To explain this contemporary super-wealth is not to justify it uncritically: the super-rich are often privileged to find themselves at the right place at the right time. It’s better to be the prince of Qatar than a Congolese peasant, or to be an employee in a Swiss bank rather than in one in New Zealand. Do these chance differences justify huge income gaps? From a strictly economic point of view, it’s impossible to demonstrate that the billionaire head of an investment fund produces added value sufficient to warrant his immense personal advantage. It is equally impossible to show that the president of a bank, a pharmaceutical lab, or a mobile telephone company is so irreplaceable as to merit a salary 1,000 times greater than the average of his collaborators. No one is that indispensable.

It is, therefore, up to the super-rich to seek a kind of forgiveness for what is often (at least partially) as much a matter of chance as it is of unique talents. There is a path to such forgiveness: philanthropy. But only in the United States is philanthropy truly well-developed. The American nonprofit sector, neither capitalist nor socialist, represents 10 percent of the nation’s economic activity. For example, apart from his partisan political efforts, George Soros has devoted $10 billion—half of his total fortune over the last 20 years—to helping dissidents in Central Europe, financing drug-rehabilitation programs in Baltimore, and educating the persecuted Roma people of Hungary.
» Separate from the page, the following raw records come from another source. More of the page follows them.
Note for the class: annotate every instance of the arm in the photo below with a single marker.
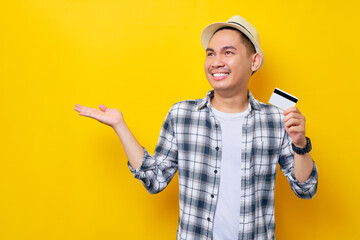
(156, 171)
(300, 170)
(114, 118)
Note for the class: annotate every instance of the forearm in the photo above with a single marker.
(303, 166)
(133, 150)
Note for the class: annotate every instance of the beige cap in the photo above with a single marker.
(236, 22)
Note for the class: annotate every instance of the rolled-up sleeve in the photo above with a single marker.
(157, 171)
(305, 190)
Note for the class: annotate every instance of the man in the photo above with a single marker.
(226, 146)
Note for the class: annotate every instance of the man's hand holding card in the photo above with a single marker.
(294, 121)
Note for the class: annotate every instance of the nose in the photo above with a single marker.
(217, 62)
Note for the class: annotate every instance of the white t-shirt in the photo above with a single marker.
(227, 214)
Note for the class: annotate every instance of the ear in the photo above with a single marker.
(256, 60)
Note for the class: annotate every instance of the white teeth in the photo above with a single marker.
(220, 74)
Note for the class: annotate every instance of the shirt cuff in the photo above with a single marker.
(144, 165)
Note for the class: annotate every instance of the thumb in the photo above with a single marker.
(102, 107)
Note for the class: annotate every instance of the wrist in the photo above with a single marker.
(301, 144)
(302, 150)
(119, 125)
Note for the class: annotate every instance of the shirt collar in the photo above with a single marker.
(254, 104)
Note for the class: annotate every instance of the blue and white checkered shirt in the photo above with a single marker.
(190, 142)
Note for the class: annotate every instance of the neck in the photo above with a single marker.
(230, 103)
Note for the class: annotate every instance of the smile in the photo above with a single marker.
(220, 74)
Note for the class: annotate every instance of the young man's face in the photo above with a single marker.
(227, 64)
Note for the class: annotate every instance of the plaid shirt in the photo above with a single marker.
(190, 142)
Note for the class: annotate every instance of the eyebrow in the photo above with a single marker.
(223, 48)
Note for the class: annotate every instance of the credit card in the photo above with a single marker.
(282, 100)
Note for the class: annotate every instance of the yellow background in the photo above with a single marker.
(63, 176)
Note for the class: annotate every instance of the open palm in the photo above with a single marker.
(108, 116)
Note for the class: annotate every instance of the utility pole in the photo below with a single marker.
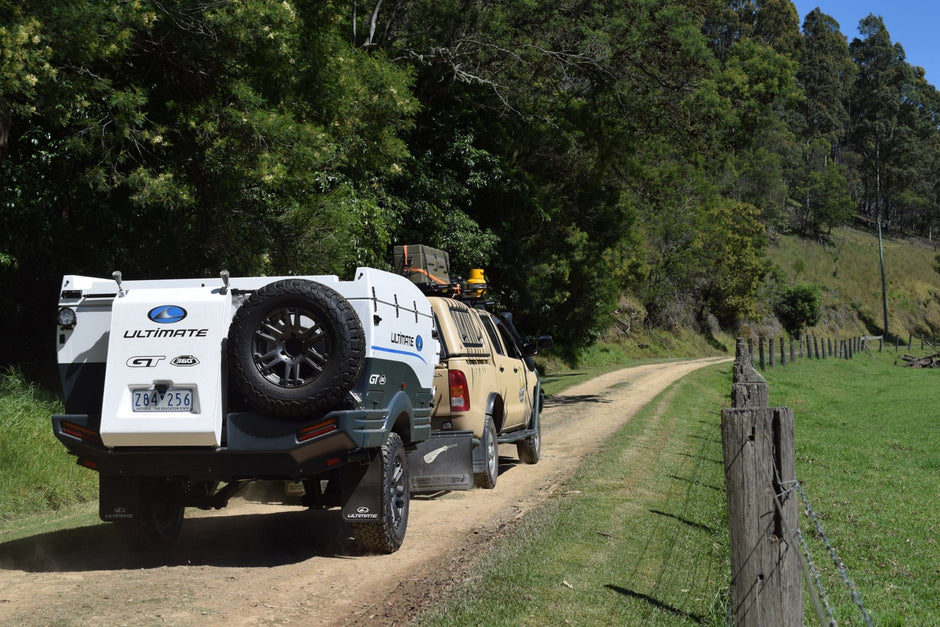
(884, 292)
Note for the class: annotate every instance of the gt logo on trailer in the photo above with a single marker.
(149, 361)
(166, 314)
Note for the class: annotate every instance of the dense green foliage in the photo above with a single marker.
(578, 151)
(798, 307)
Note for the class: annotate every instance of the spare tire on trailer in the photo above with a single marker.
(295, 347)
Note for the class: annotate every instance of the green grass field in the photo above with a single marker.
(639, 534)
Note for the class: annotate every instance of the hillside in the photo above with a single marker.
(847, 268)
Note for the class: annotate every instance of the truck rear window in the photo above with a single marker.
(469, 332)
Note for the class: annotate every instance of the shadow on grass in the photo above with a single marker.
(685, 521)
(656, 603)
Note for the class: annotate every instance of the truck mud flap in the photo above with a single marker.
(443, 462)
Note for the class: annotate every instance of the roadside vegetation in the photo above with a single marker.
(639, 534)
(36, 477)
(575, 151)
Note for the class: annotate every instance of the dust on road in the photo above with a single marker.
(255, 564)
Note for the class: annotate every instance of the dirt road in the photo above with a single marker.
(255, 564)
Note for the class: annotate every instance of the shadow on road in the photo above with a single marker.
(562, 400)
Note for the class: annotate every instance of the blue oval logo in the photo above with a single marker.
(167, 314)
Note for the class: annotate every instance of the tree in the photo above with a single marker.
(877, 96)
(798, 307)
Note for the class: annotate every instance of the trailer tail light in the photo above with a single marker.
(316, 430)
(459, 390)
(82, 433)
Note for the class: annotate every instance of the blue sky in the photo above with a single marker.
(912, 23)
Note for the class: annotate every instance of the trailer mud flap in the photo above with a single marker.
(443, 462)
(119, 498)
(362, 490)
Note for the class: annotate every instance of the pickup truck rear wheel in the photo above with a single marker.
(386, 534)
(296, 347)
(487, 478)
(530, 449)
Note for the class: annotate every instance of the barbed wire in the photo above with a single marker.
(843, 571)
(789, 487)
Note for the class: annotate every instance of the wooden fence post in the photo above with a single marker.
(760, 469)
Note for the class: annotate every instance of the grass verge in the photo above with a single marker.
(636, 536)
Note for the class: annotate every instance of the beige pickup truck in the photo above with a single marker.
(486, 382)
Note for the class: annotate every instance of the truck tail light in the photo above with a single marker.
(459, 390)
(316, 430)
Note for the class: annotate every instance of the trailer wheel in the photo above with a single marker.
(487, 478)
(386, 534)
(156, 526)
(296, 347)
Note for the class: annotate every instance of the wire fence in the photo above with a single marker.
(811, 573)
(758, 444)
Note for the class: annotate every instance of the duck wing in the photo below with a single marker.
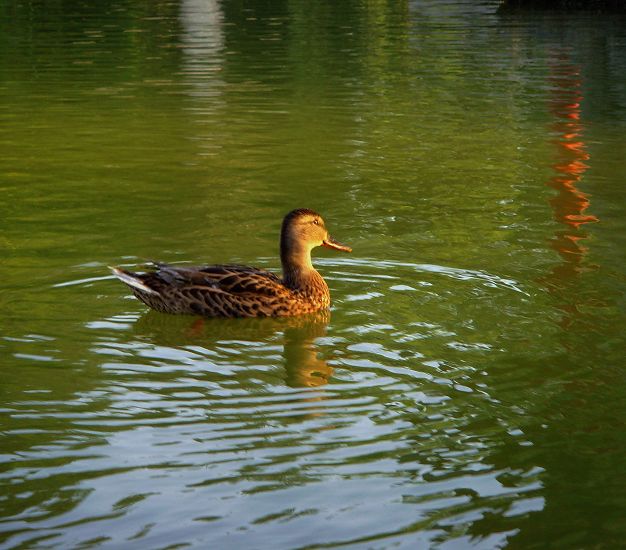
(212, 290)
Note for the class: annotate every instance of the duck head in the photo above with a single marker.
(302, 231)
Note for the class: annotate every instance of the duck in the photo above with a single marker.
(244, 291)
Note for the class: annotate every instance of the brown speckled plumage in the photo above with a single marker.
(242, 291)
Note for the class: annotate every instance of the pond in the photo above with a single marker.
(467, 388)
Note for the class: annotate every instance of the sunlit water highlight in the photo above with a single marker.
(467, 387)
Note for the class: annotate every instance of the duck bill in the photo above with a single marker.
(329, 242)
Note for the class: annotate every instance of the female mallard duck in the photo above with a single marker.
(241, 291)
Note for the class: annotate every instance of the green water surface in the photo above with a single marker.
(469, 386)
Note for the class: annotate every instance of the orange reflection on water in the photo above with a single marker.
(570, 203)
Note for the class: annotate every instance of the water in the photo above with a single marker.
(466, 389)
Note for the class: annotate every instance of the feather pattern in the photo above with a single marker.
(243, 291)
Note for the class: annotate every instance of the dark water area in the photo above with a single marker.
(467, 388)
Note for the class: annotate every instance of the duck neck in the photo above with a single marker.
(297, 267)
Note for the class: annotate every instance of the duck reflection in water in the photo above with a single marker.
(303, 365)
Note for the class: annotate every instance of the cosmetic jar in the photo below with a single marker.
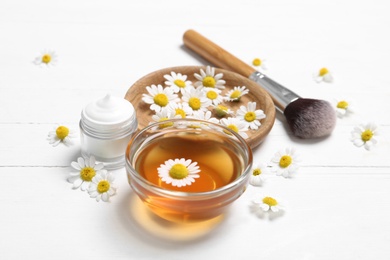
(106, 127)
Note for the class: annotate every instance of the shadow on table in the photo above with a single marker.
(145, 225)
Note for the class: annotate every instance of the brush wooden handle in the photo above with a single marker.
(215, 54)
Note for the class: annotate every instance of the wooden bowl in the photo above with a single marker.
(256, 94)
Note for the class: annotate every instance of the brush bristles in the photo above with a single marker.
(310, 118)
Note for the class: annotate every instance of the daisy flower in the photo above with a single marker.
(178, 82)
(159, 97)
(268, 204)
(86, 169)
(257, 62)
(257, 177)
(46, 58)
(209, 79)
(101, 186)
(163, 116)
(285, 162)
(236, 125)
(251, 115)
(213, 94)
(365, 135)
(323, 75)
(236, 93)
(196, 100)
(179, 172)
(61, 134)
(222, 111)
(343, 108)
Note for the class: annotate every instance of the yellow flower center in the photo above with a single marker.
(323, 72)
(209, 81)
(62, 132)
(164, 125)
(367, 135)
(46, 58)
(212, 95)
(194, 103)
(179, 83)
(103, 186)
(256, 62)
(235, 94)
(180, 112)
(87, 173)
(285, 161)
(342, 104)
(250, 116)
(256, 171)
(161, 100)
(178, 171)
(270, 201)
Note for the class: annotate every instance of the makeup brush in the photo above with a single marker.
(307, 118)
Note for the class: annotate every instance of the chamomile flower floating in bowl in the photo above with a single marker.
(184, 173)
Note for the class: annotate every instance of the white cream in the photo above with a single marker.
(107, 126)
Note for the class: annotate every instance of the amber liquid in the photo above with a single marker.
(218, 164)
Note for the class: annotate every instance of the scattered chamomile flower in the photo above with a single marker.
(214, 95)
(101, 187)
(235, 124)
(61, 134)
(86, 169)
(158, 97)
(164, 115)
(365, 135)
(46, 58)
(268, 204)
(196, 99)
(343, 107)
(179, 172)
(257, 177)
(236, 93)
(221, 110)
(209, 79)
(178, 82)
(285, 162)
(251, 115)
(323, 75)
(261, 63)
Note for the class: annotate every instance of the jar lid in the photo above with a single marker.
(108, 113)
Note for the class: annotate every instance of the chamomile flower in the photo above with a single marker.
(236, 125)
(158, 97)
(86, 169)
(323, 75)
(179, 172)
(164, 115)
(236, 93)
(251, 115)
(209, 79)
(261, 63)
(268, 203)
(101, 187)
(178, 82)
(285, 162)
(214, 95)
(257, 177)
(365, 135)
(221, 110)
(61, 134)
(46, 59)
(343, 107)
(196, 100)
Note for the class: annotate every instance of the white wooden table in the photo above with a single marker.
(336, 207)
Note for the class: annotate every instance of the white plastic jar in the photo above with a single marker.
(107, 126)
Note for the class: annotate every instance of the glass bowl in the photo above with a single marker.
(158, 155)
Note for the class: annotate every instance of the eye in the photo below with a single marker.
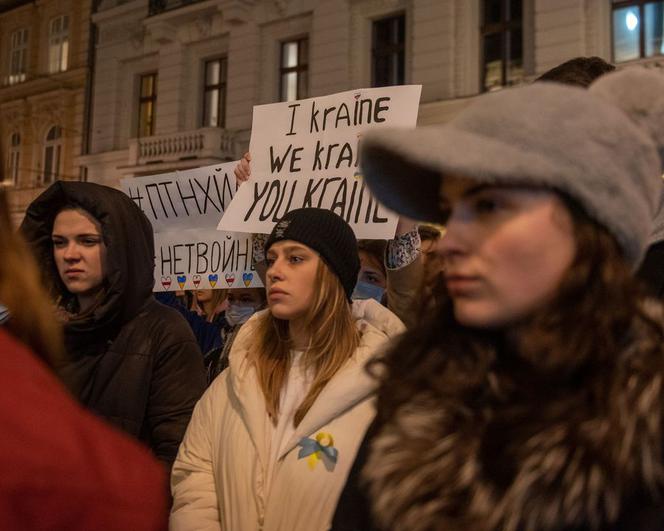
(90, 241)
(486, 205)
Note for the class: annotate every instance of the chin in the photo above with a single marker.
(474, 318)
(285, 314)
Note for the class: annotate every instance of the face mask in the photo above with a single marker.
(238, 314)
(364, 290)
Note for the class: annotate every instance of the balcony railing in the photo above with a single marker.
(160, 6)
(209, 142)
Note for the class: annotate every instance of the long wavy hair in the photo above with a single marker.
(333, 338)
(32, 315)
(584, 328)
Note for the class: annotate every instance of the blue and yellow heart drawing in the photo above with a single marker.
(319, 449)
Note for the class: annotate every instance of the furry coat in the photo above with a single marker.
(526, 454)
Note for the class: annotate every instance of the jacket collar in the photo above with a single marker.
(348, 387)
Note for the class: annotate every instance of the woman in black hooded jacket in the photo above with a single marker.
(130, 359)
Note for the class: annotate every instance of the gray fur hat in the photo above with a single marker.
(603, 147)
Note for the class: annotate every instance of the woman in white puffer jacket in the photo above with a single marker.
(271, 442)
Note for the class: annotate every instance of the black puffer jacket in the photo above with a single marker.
(133, 360)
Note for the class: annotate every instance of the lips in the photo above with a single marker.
(276, 294)
(461, 284)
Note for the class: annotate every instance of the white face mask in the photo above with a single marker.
(238, 313)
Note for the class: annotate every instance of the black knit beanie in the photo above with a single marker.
(327, 234)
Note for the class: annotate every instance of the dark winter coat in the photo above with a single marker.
(506, 461)
(133, 361)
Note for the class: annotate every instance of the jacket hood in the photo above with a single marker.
(494, 461)
(129, 240)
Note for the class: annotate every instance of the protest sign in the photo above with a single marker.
(203, 259)
(184, 208)
(187, 199)
(305, 154)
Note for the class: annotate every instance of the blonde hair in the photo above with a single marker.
(32, 315)
(333, 339)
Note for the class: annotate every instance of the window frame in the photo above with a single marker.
(151, 99)
(13, 158)
(398, 49)
(300, 69)
(54, 146)
(504, 28)
(221, 86)
(621, 4)
(18, 56)
(58, 44)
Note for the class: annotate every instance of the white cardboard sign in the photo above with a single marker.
(305, 154)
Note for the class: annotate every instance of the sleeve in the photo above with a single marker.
(195, 502)
(404, 287)
(258, 255)
(178, 381)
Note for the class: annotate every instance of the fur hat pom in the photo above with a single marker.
(639, 92)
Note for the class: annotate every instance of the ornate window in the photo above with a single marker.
(638, 29)
(52, 155)
(214, 93)
(294, 69)
(147, 105)
(13, 158)
(502, 43)
(18, 56)
(58, 44)
(388, 51)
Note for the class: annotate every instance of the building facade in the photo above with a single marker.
(44, 56)
(174, 81)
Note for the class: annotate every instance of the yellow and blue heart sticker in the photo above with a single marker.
(319, 449)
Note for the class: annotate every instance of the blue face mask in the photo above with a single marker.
(238, 314)
(364, 290)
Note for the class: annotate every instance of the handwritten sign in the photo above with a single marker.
(203, 259)
(305, 154)
(184, 209)
(188, 199)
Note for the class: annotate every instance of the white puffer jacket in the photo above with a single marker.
(218, 480)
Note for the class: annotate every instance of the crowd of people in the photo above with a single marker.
(496, 366)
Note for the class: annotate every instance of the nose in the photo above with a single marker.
(455, 240)
(71, 252)
(275, 272)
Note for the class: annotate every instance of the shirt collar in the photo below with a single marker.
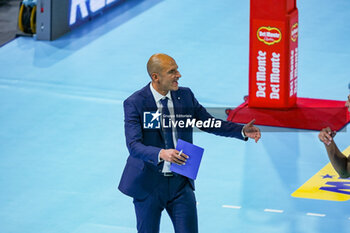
(157, 96)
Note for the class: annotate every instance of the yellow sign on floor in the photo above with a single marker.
(326, 185)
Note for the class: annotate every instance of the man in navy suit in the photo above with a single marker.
(147, 177)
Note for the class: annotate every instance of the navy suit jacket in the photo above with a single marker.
(142, 171)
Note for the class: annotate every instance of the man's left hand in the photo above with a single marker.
(252, 131)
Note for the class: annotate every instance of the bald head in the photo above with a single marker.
(157, 62)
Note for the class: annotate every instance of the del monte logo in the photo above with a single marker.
(269, 35)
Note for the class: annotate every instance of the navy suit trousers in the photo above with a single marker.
(175, 195)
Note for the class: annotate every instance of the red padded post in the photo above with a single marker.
(273, 55)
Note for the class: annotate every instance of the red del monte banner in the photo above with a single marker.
(273, 54)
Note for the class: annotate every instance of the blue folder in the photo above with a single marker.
(195, 153)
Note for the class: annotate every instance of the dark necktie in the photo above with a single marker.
(167, 132)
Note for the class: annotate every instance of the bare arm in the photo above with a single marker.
(339, 161)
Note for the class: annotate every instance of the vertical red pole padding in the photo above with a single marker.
(273, 55)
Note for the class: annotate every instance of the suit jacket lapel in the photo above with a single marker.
(177, 109)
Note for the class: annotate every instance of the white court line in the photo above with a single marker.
(231, 206)
(274, 211)
(316, 214)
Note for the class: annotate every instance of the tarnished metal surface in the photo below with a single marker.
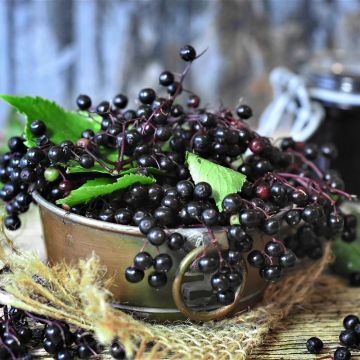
(69, 237)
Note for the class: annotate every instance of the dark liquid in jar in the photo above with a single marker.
(342, 128)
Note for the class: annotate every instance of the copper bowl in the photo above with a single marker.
(70, 237)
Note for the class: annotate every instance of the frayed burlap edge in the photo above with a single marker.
(78, 296)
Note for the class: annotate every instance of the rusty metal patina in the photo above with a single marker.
(70, 237)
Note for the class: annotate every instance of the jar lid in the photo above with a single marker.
(334, 78)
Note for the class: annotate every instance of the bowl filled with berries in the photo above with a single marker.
(191, 211)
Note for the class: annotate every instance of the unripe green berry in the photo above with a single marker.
(51, 174)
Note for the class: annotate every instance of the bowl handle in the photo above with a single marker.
(203, 315)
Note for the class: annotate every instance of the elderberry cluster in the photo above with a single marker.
(21, 332)
(349, 338)
(291, 195)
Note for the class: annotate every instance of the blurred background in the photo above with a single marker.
(60, 48)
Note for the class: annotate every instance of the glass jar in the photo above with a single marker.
(334, 80)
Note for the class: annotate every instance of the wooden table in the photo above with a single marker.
(320, 316)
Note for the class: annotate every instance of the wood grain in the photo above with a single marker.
(320, 316)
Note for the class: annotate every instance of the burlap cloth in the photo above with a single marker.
(78, 296)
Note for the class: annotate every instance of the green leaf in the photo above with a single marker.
(223, 181)
(14, 127)
(347, 255)
(61, 125)
(74, 169)
(102, 186)
(79, 169)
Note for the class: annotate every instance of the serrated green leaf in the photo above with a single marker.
(61, 125)
(75, 169)
(13, 127)
(223, 181)
(102, 186)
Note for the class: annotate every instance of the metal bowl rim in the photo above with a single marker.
(98, 224)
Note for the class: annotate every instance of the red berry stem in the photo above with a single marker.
(317, 171)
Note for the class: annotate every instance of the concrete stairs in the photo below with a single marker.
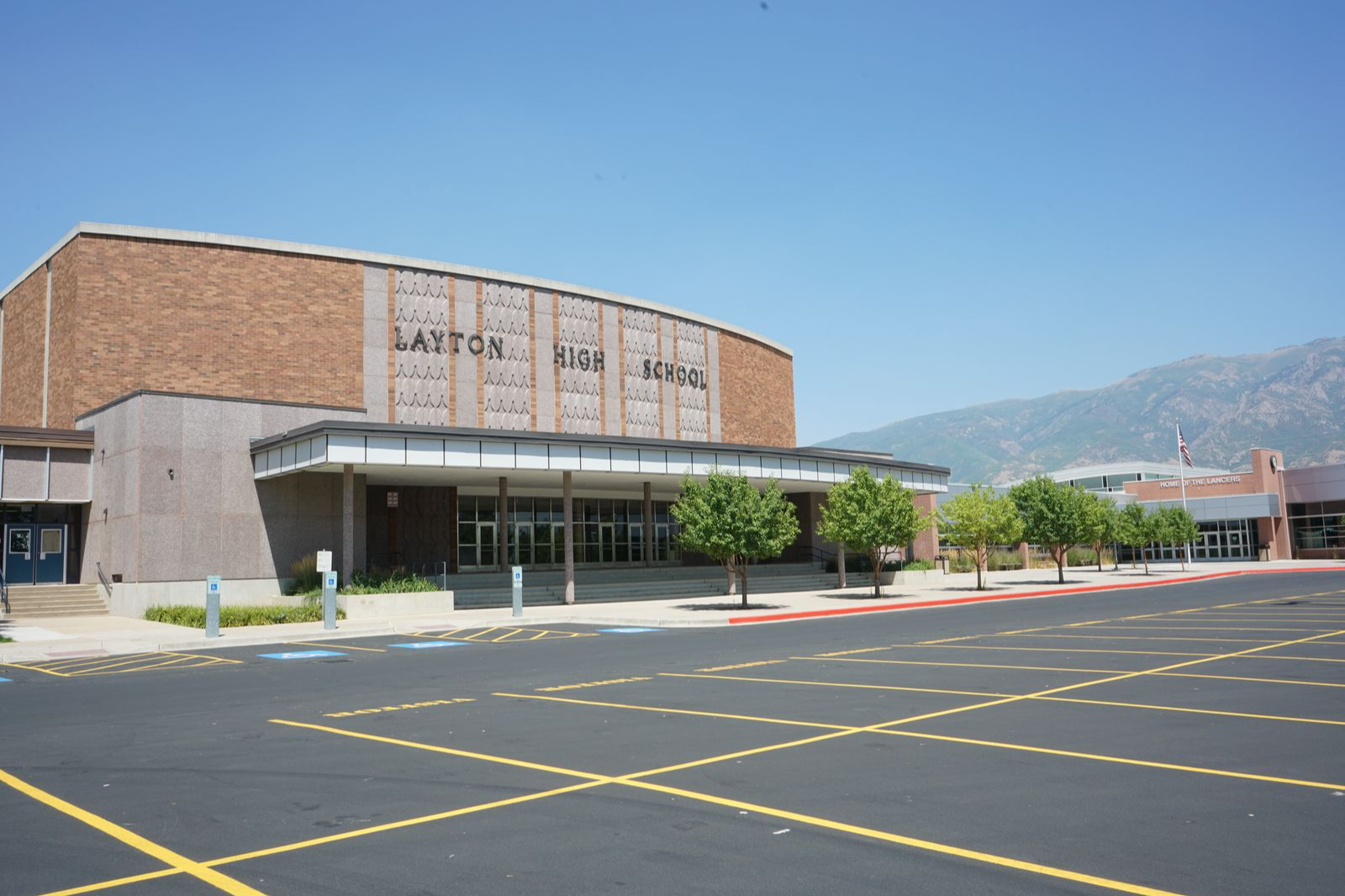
(55, 600)
(638, 582)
Bill and Melinda Gates give $4 billion annually to develop African agriculture and to eradicate malaria. More recently, the New York financier John Paulson gave $100 million for the upkeep of Central Park, and Stephen Schwarzman, a Wall Street investor, donated $100 million to renovate the New York Public Library and another $100 million to finance scholarships for American students in China. Private giving underwrites almost all American cultural institutions and major universities. By contrast, in Europe, such institutions rely on public money; most are currently starved for funding.

As Benjamin Franklin, perhaps the founder of modern philanthropy, wrote in 1740, the goal of philanthropic giving is to change society so as to do away with the need for charity. Thus what is called systematic philanthropy focuses on education, scientific research, and public health. It should be noted that this philanthropic tradition is essentially a Calvinist legacy: according to the Genevan preacher, riches only pass through the hands of the wealthy, who are then supposed to redistribute them. This doctrine led Andrew Carnegie, a century ago, to declare it disgraceful to die rich.

The super-rich of Europe would do well to discover the American philanthropic model. Whole swaths of European societies are severely disadvantaged and could benefit from the financial largesse of those who can afford to bestow it. Such gifts would not constitute charity; they are better understood as the price one pays for remaining a member of the human community.